Will Diep

Posted on

What Are Hashmaps? Part 2

Basic Hash Maps

Now that we have all of the main ingredients for a hash map, let’s put them all together. First, we need some sort of associated data that we’re hoping to preserve. Second, we need an array of a fixed size to insert our data into. Lastly, we need a hash function that translates the keys of our array into indexes into the array. The storage location at the index given by a hash is called the hash bucket.

Let’s use the following example for our hash map:

Key: Album Name Value: Release Year
People’s Instinctive Travels and the Paths of Rhythm 1990
The Low End Theory 1991
Midnight Marauders 1993
Beats, Rhymes and Life 1996

Our map here relates the first four A Tribe Called Quest studio albums with the year they were produced in. We’ll need an array of at least size 4 to contain all of these elements. And a way to turn each album name into an index into that array.

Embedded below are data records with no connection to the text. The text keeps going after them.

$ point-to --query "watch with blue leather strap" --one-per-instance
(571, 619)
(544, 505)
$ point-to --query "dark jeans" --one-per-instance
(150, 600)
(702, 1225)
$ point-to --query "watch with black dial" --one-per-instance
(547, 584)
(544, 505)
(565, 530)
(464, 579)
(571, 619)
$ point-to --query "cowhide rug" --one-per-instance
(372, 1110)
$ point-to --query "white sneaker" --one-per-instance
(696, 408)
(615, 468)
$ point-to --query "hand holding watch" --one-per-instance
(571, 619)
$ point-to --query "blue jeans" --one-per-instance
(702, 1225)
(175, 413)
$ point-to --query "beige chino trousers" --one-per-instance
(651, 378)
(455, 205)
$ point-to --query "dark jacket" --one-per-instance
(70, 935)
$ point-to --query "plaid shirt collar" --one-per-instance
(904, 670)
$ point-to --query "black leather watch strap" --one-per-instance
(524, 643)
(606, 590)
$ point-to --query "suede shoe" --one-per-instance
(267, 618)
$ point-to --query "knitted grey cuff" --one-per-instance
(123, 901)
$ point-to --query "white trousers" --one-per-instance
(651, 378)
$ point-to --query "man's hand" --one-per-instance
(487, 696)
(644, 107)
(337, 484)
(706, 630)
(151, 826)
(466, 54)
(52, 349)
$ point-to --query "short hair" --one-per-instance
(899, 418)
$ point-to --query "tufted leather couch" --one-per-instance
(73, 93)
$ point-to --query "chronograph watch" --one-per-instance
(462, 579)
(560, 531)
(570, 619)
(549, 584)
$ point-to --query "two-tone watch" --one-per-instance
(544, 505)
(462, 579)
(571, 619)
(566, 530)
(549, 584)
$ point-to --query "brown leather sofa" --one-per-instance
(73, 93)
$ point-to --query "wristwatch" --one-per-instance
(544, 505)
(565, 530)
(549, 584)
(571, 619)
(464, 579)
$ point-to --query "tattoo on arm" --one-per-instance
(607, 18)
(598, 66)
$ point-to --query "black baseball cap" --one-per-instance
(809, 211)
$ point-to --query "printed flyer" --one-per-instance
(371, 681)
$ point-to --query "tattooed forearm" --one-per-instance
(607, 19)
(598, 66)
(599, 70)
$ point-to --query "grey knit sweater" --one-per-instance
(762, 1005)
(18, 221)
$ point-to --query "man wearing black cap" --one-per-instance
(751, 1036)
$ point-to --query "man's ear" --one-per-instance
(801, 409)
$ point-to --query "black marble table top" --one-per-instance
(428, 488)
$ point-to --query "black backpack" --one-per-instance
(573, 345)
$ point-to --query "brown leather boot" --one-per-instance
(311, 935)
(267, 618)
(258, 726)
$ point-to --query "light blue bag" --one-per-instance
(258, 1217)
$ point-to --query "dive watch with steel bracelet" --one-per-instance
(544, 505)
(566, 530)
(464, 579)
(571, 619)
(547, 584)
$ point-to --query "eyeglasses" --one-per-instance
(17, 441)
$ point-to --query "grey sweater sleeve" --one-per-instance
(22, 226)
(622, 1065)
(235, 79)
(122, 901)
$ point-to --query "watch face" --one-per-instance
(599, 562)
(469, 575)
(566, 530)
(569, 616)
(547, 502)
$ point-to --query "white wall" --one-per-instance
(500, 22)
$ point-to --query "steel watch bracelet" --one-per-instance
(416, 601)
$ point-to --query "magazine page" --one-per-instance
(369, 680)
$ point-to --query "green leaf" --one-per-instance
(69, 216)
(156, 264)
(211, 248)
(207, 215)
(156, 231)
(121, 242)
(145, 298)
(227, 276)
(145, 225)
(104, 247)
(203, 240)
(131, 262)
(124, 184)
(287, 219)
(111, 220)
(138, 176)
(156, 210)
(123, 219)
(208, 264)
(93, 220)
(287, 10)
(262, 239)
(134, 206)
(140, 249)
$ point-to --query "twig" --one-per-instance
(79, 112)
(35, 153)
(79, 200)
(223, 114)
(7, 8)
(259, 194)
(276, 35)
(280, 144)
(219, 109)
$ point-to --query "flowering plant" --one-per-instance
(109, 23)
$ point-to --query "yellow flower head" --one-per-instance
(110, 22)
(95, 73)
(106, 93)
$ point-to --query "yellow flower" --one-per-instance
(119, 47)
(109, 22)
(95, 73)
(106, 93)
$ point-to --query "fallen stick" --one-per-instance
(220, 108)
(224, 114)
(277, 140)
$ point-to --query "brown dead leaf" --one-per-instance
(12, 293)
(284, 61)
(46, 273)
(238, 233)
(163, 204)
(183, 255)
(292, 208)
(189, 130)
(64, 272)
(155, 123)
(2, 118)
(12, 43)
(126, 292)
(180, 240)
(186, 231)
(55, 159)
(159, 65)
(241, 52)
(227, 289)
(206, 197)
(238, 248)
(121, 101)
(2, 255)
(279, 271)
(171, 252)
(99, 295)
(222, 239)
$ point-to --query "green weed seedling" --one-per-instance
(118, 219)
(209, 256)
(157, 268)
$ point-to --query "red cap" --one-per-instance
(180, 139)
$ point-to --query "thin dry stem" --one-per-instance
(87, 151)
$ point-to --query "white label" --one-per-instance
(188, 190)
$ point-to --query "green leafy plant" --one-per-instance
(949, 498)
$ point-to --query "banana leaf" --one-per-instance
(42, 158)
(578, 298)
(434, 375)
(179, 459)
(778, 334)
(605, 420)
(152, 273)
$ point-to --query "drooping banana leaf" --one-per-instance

For each album name, find that album’s hash by performing the following calculation:

``````hash value = ((number of 'a's in album title) + (number of 'e's in album title))
``````

And then take that hash and calculate an array index by performing hash value mod 4. Following these steps we get the following schema:

Key: Album Name Hash Hash Mod Value: Release Year
People’s Instinctive Travels and the Paths of Rhythm 8 0 1990
The Low End Theory 2 2 1991
Midnight Marauders 3 3 1993
Beats, Rhymes and Life 5 1 1996

First the key is translated into the hash via our hashing function. Then our hash map performs modulo arithmetic to turn the hash into an array index.

Collisions

Remember hash functions are designed to compress data from a large number of possible keys to a much smaller range. Because of this compression, it’s likely that our hash function might produce the same hash for two different keys. This is known as a hash collision. There are several strategies for resolving hash collisions.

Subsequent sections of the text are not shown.